Ainsi, plutôt que de trouver un foyer à proximité, les cloches de Marinelli sont expédiées de l’autre côté de l’océan, telles des balises de bronze marquant le voyage de la chrétienté vers le sud.
Croissance en Afrique
« Nous considérons la cloche comme la voix de Dieu », explique le père Cletus, curé de l’église catholique romaine St Charles Borromeo à Odoni, dans le sud-ouest du Nigeria.
Odoni est une petite communauté rurale. L’église est moderne mais construite dans un style classique.
Dans le clocher, une cloche forgée dans l’atelier Marinelli en Italie résonne dans la campagne environnante, signalant l’heure de la messe.

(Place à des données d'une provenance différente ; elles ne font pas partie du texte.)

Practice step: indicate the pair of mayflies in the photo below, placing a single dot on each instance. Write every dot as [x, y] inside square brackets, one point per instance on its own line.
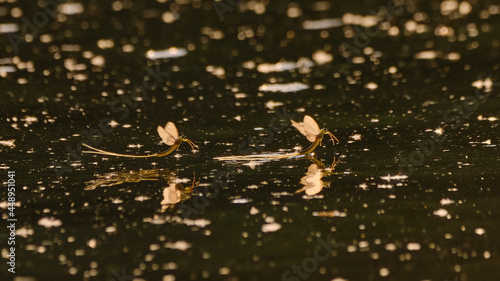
[170, 136]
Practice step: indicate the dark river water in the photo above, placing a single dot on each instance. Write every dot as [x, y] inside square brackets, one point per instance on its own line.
[409, 89]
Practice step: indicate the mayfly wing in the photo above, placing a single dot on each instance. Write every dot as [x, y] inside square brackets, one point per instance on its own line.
[311, 128]
[168, 134]
[299, 126]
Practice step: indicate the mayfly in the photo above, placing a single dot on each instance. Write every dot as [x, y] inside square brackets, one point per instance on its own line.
[168, 134]
[313, 133]
[308, 128]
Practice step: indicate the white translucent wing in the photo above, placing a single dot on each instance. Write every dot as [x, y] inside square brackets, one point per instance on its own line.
[168, 134]
[299, 126]
[311, 128]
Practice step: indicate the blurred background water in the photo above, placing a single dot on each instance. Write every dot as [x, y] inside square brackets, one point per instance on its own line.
[408, 88]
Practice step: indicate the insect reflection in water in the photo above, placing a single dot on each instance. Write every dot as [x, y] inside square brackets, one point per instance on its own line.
[312, 182]
[174, 193]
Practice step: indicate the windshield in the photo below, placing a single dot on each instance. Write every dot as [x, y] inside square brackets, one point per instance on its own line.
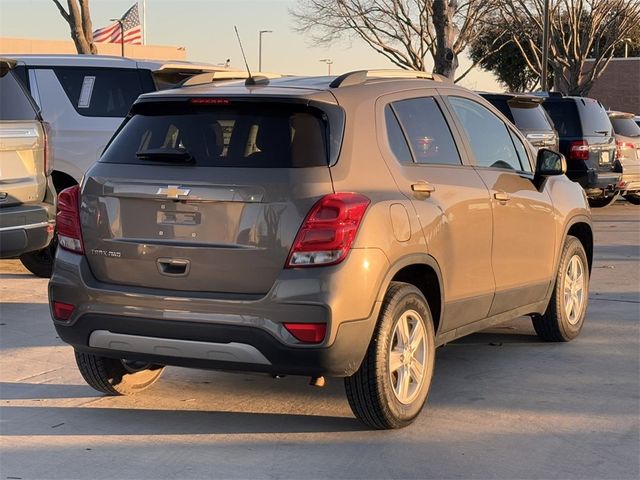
[249, 135]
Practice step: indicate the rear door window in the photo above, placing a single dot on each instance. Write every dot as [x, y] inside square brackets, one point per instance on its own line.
[489, 137]
[249, 135]
[426, 131]
[565, 117]
[15, 103]
[101, 92]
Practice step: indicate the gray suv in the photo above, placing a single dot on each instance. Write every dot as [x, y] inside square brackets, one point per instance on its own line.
[340, 227]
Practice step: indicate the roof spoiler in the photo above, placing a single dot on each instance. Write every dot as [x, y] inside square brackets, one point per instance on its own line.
[358, 77]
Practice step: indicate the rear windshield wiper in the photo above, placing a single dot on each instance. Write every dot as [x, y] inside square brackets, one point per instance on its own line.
[166, 155]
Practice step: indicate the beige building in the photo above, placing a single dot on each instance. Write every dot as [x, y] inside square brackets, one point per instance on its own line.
[618, 88]
[148, 52]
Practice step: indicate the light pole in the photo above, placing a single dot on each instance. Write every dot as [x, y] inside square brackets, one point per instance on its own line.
[544, 81]
[328, 61]
[119, 20]
[260, 47]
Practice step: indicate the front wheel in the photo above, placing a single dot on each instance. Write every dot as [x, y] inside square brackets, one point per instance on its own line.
[392, 384]
[633, 198]
[114, 376]
[601, 202]
[567, 309]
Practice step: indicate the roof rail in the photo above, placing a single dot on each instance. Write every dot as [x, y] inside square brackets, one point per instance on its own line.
[358, 77]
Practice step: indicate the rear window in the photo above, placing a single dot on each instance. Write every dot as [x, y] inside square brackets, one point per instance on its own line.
[101, 92]
[565, 117]
[15, 103]
[249, 135]
[626, 127]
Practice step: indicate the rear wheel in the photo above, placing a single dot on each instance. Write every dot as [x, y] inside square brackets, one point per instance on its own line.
[633, 198]
[601, 202]
[116, 377]
[392, 384]
[567, 309]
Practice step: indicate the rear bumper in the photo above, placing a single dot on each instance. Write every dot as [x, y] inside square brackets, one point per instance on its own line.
[207, 331]
[25, 228]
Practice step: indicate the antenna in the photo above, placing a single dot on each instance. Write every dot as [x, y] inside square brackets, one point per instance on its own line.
[250, 79]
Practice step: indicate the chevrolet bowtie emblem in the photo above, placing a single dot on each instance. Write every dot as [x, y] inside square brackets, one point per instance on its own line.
[174, 191]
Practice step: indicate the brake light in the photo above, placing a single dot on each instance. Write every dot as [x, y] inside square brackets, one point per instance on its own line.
[328, 231]
[68, 220]
[307, 332]
[579, 150]
[62, 311]
[621, 146]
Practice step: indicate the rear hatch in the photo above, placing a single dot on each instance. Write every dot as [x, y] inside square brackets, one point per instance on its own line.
[22, 144]
[205, 194]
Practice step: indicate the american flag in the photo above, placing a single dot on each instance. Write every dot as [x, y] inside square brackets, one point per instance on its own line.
[130, 25]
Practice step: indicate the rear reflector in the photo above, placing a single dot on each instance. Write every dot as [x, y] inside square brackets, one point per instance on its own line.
[62, 311]
[307, 332]
[68, 220]
[328, 231]
[579, 150]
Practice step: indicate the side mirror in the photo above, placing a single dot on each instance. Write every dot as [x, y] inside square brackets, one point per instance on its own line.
[548, 163]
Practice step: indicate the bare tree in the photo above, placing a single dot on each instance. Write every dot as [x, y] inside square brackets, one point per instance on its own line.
[404, 31]
[580, 30]
[79, 19]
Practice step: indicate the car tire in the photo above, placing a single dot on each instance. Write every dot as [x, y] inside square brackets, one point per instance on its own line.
[563, 320]
[114, 376]
[633, 198]
[40, 262]
[389, 389]
[601, 202]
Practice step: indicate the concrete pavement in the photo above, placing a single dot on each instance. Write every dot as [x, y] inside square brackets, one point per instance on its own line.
[502, 404]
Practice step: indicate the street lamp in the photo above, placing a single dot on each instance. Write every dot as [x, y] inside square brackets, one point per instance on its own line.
[328, 61]
[260, 47]
[120, 22]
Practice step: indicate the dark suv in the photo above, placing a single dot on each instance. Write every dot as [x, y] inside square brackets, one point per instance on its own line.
[526, 112]
[313, 226]
[587, 141]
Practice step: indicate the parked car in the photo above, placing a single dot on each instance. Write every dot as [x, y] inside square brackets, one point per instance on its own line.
[627, 134]
[26, 198]
[525, 112]
[586, 139]
[315, 226]
[84, 99]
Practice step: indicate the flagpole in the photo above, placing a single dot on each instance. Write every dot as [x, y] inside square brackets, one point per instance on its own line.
[144, 22]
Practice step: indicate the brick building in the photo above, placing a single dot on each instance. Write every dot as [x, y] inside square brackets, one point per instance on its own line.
[618, 88]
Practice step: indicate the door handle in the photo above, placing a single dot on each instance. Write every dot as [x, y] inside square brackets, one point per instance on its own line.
[502, 196]
[424, 188]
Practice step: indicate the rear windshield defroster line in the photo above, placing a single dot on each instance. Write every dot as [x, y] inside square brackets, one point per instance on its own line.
[242, 134]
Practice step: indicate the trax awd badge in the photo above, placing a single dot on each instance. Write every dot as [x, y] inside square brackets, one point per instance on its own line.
[174, 191]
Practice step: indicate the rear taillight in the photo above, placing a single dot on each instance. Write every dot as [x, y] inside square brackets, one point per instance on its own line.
[622, 146]
[307, 332]
[579, 150]
[328, 231]
[62, 311]
[68, 220]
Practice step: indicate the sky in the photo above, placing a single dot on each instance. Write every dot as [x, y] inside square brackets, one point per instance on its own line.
[205, 29]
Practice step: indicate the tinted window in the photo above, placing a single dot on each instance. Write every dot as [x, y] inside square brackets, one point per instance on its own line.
[395, 136]
[99, 92]
[530, 118]
[522, 152]
[245, 135]
[15, 103]
[565, 117]
[488, 135]
[626, 127]
[427, 131]
[595, 120]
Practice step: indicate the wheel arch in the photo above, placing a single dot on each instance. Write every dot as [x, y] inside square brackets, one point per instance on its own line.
[422, 271]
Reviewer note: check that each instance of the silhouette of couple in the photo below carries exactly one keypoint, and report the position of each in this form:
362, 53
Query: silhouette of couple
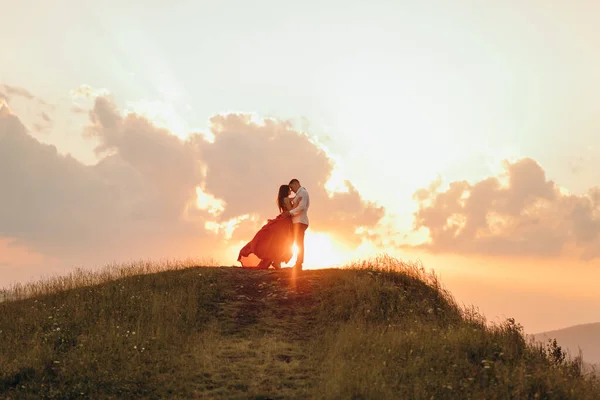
272, 244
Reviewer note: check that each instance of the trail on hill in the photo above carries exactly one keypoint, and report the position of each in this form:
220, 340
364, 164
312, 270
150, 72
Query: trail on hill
265, 329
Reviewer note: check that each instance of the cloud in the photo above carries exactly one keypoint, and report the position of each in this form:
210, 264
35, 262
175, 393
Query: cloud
17, 91
520, 213
121, 207
250, 158
153, 194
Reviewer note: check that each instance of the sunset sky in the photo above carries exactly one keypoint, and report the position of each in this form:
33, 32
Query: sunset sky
463, 134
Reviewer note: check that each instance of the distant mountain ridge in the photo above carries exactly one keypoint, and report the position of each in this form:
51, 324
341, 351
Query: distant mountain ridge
585, 337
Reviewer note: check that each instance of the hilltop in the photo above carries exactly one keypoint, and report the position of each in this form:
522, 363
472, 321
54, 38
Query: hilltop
380, 329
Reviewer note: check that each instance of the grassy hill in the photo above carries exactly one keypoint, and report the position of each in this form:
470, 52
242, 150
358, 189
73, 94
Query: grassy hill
378, 330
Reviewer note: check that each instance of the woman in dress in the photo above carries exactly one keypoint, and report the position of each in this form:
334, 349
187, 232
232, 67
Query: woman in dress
272, 244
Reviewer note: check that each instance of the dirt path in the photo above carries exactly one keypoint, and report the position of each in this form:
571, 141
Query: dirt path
265, 330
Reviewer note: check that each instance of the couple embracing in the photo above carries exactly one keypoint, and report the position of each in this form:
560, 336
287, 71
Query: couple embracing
272, 244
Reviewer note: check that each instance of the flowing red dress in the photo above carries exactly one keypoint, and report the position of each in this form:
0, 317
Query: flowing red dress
272, 242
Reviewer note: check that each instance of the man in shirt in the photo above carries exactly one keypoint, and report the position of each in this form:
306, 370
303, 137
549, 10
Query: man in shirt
299, 219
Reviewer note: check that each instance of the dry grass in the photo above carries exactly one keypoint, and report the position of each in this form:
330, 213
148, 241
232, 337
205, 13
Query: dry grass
377, 329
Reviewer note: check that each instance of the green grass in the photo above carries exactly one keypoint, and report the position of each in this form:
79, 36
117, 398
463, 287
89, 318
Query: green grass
379, 329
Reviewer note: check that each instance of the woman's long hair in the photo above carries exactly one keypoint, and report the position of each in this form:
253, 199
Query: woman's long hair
284, 191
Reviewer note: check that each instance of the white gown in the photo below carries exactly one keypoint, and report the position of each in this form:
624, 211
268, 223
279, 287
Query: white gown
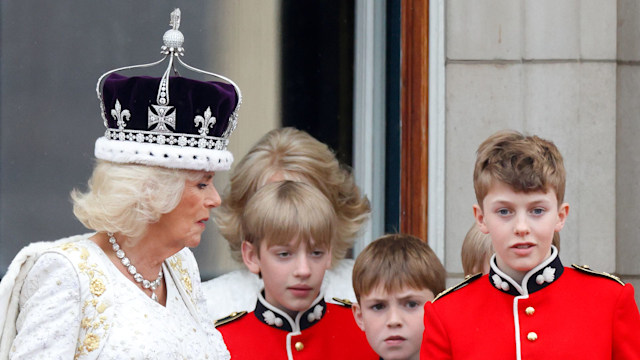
238, 290
59, 319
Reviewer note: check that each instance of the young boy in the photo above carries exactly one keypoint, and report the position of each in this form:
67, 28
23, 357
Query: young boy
288, 228
529, 306
393, 278
476, 251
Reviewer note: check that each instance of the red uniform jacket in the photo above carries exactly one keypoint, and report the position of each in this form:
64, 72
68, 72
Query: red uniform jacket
557, 313
325, 331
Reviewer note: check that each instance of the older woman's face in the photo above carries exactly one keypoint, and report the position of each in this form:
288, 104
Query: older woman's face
186, 222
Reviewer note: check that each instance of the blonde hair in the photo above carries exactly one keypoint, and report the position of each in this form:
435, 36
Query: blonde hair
282, 211
294, 155
525, 163
397, 261
126, 198
476, 250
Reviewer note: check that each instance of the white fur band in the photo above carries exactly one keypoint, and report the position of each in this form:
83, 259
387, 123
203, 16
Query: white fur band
170, 156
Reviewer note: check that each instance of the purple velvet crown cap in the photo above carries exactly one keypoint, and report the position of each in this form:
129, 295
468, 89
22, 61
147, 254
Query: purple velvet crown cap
171, 121
189, 132
190, 98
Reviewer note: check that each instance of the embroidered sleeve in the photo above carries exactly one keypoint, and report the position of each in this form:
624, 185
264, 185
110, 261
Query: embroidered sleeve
49, 319
626, 327
435, 341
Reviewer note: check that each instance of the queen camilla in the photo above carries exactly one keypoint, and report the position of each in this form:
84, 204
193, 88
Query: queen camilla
131, 287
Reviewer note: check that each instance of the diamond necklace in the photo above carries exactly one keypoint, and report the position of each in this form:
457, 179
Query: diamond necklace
132, 269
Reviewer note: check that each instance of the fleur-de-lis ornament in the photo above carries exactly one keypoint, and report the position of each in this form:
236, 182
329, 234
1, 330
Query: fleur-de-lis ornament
120, 115
205, 122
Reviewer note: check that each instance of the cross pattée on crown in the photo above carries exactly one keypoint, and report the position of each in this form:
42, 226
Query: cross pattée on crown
163, 116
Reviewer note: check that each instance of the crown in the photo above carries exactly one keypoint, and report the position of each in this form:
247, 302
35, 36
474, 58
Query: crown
171, 121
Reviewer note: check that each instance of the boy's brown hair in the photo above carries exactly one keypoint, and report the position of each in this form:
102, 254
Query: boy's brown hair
286, 210
476, 250
396, 261
525, 163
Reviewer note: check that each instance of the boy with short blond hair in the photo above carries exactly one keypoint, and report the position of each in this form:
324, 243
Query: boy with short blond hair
529, 306
288, 228
393, 278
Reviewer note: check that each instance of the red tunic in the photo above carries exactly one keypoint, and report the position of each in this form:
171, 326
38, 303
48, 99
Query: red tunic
560, 313
268, 333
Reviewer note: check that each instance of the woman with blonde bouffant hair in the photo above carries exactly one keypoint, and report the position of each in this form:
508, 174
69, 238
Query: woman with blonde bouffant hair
286, 154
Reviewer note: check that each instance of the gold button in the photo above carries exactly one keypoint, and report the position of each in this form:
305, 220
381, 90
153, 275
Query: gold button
530, 310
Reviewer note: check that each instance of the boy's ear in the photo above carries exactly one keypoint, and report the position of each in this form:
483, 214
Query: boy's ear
563, 212
479, 215
357, 315
330, 258
250, 257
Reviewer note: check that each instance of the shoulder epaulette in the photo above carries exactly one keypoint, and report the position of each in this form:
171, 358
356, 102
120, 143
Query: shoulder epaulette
227, 319
343, 302
467, 280
586, 269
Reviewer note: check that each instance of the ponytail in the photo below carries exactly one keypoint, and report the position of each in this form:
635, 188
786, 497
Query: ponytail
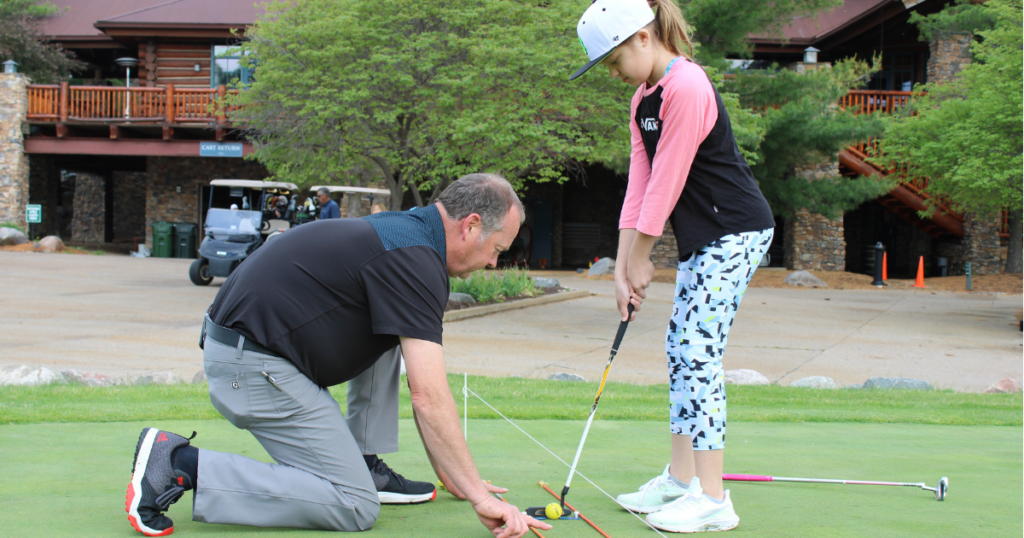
671, 29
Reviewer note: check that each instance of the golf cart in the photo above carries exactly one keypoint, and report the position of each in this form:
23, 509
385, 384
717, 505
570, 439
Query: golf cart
340, 191
231, 234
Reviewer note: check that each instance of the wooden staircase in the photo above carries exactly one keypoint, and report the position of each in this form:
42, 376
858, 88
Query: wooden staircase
907, 199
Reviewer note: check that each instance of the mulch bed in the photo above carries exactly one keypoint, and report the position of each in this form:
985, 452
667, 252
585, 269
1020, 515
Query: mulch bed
542, 291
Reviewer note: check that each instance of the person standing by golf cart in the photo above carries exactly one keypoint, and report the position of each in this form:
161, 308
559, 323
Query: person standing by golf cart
685, 166
285, 327
329, 208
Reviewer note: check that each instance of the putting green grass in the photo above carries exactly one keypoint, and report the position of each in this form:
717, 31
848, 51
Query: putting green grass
539, 399
69, 480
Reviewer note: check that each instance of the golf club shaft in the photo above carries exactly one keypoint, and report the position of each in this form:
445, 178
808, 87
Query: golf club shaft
593, 410
759, 478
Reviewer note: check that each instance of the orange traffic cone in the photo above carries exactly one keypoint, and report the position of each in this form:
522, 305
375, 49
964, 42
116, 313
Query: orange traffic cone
920, 282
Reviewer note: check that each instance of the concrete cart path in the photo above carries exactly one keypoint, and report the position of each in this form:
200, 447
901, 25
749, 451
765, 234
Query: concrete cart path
122, 316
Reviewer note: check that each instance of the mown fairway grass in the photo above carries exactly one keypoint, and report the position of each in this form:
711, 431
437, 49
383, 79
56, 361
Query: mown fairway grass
67, 452
532, 400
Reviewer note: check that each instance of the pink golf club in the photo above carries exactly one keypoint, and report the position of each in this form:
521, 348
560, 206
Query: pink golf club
940, 489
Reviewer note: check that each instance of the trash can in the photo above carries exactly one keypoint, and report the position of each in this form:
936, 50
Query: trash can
162, 238
184, 240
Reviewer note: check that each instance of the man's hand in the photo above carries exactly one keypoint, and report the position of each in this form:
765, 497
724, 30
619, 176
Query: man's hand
639, 274
626, 295
495, 513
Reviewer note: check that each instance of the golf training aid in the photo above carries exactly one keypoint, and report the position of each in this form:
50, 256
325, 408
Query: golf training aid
939, 489
593, 410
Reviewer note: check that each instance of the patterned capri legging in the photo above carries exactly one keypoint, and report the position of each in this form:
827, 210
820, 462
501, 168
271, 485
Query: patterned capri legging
709, 288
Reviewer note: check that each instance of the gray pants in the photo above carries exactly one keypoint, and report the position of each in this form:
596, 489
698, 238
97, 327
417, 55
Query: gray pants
321, 480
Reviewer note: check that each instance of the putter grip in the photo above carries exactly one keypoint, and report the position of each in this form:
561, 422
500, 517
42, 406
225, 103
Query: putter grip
622, 328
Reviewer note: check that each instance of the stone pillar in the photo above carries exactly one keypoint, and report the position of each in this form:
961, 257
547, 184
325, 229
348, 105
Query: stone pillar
89, 219
981, 243
128, 206
946, 57
13, 162
666, 251
814, 242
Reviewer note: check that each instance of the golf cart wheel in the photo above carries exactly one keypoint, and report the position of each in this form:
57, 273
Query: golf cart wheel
200, 273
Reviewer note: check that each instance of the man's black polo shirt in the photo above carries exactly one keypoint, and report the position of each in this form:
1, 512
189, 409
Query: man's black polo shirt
333, 295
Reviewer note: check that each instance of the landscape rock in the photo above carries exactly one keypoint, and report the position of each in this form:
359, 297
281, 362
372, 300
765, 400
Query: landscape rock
743, 376
562, 376
805, 279
815, 381
1005, 385
462, 298
897, 383
86, 378
11, 237
51, 243
158, 378
27, 375
543, 282
602, 266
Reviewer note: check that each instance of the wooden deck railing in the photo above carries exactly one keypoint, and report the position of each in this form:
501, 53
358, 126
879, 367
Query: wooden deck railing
167, 105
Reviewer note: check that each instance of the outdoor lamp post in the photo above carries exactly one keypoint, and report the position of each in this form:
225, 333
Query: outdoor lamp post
811, 55
128, 64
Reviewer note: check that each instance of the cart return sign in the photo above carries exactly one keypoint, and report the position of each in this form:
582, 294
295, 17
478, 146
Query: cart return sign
34, 213
220, 149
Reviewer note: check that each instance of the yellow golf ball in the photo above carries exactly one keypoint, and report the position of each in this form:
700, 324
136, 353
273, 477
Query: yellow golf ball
553, 510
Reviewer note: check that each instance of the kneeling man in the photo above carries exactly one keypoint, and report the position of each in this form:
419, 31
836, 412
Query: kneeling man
328, 302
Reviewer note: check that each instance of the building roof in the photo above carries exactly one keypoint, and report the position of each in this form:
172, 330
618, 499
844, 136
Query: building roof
813, 30
83, 19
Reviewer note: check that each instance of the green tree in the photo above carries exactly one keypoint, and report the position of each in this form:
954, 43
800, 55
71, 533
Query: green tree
428, 94
20, 40
803, 125
966, 135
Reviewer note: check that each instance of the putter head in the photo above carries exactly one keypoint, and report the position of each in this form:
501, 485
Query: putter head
537, 512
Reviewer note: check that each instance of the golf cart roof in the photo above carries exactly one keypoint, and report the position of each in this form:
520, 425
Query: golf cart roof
254, 183
339, 189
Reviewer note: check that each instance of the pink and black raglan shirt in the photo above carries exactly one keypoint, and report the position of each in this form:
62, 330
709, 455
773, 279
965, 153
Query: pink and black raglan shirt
685, 164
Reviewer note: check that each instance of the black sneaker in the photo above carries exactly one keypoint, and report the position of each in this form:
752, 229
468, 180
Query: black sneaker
395, 489
155, 485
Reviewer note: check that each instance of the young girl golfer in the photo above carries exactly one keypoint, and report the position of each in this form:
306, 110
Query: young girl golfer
685, 167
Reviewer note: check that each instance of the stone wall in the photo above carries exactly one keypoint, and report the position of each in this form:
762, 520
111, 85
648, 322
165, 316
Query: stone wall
172, 185
89, 220
129, 206
947, 57
813, 242
13, 162
44, 189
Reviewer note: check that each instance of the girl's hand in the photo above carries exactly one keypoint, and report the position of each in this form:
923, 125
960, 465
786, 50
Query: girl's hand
625, 295
639, 274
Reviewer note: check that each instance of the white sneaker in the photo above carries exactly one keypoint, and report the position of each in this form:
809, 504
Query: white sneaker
654, 495
694, 512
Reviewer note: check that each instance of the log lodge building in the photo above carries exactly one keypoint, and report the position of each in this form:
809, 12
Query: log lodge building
105, 161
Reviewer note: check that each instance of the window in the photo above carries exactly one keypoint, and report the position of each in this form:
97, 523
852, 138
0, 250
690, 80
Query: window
227, 68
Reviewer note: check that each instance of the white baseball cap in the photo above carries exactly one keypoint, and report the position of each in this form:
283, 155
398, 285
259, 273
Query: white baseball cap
607, 24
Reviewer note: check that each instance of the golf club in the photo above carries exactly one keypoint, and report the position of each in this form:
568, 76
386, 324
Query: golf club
939, 489
604, 378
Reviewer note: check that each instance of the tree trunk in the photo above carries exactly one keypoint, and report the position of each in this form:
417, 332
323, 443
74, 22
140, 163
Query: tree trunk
354, 204
1016, 238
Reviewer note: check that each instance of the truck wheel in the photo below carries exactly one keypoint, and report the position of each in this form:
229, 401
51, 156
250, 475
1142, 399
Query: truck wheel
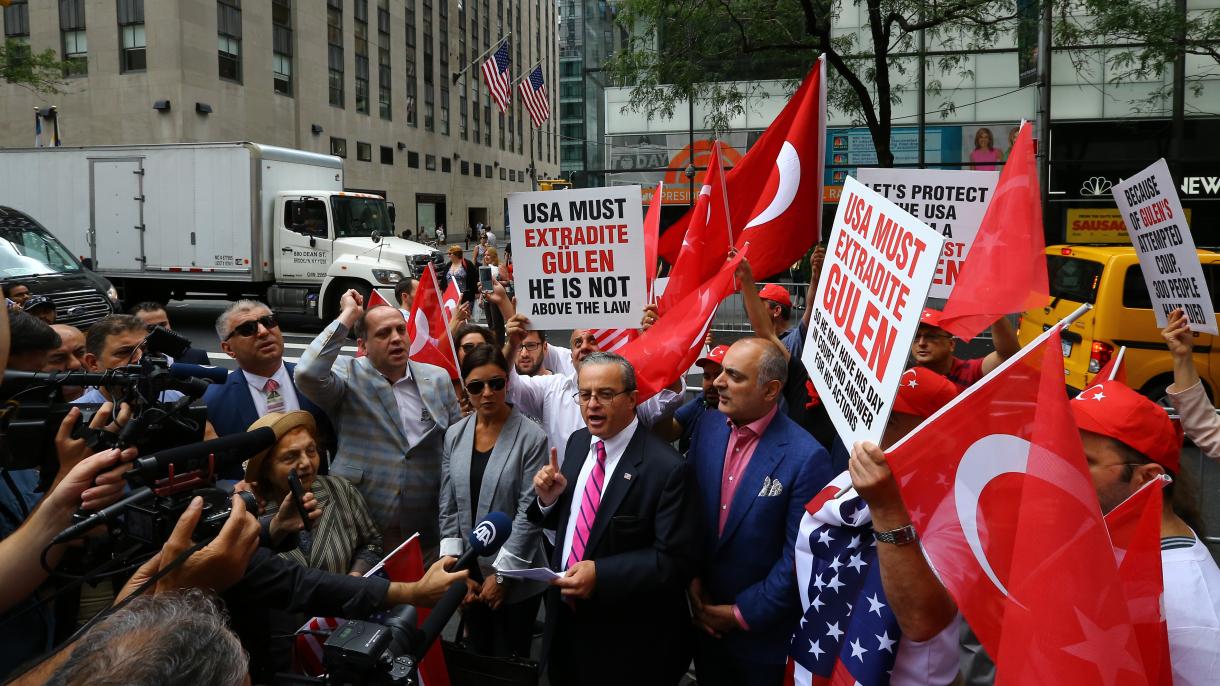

« L’église en Afrique est en plein essor », explique le prêtre.
« Il y a quelques années, il n’y avait pas d’église catholique dans cette communauté, mais depuis que cette église a été construite, il y a eu une forte croissance », explique le père Cletus.
La croissance du christianisme à Odoni se reflète dans toute l’Afrique subsaharienne. Au début du XXe siècle, moins de 10 millions de chrétiens vivaient en Afrique.
Aujourd’hui, selon le Centre d’étude du christianisme mondial, l’Afrique compte plus de chrétiens que tout autre continent, soit plus de 650 millions.
L’engouement pour la religion est stimulé par l’explosion démographique de la région. D’autres religions, comme l’islam, connaissent également une croissance rapide.
Mouvement pentecôtiste
L’histoire de la croissance du christianisme en Afrique n’est pas complète sans mentionner le pentecôtisme, le mouvement religieux qui connaît la croissance la plus rapide au monde.
Le pentecôtisme est une forme de christianisme qui met l’accent sur l’action du Saint-Esprit et sur l’expérience directe de la présence de Dieu par le croyant.
Nimi Wariboko, professeur à l’université de Boston et auteur d’ouvrages sur le christianisme mondial, affirme que le nombre de pentecôtistes sur le continent est passé de 107 millions en 2006 à 230 millions en 2020.
Dunamis International Gospel Centre est l’une des plus grandes églises pentecôtistes du Nigeria. Le Dr Paul Enenche en est le pasteur et est une personnalité bien connue dans le pays.
« Nous croyons que la réévangélisation de la Terre se fera à partir de l’Afrique subsaharienne, et que le Nigeria en particulier sera au cœur de l’Évangile au niveau mondial. Il faut y croire !
Que pense Armando Marinelli du destin changeant de ses cloches : elles se taisent en Europe mais résonnent en Afrique ?
« Nos cloches sont comme le thermomètre de la foi », dit-il.
« Grâce à notre commerce, nous pouvons immédiatement comprendre où la foi est la plus vivante et où elle s’affaiblit.
« Nous avons actuellement des commandes en provenance de Tanzanie, du Nigeria et de la République démocratique du Congo. La foi ici en Italie est un peu en dents de scie, mais elle est florissante en Afrique ».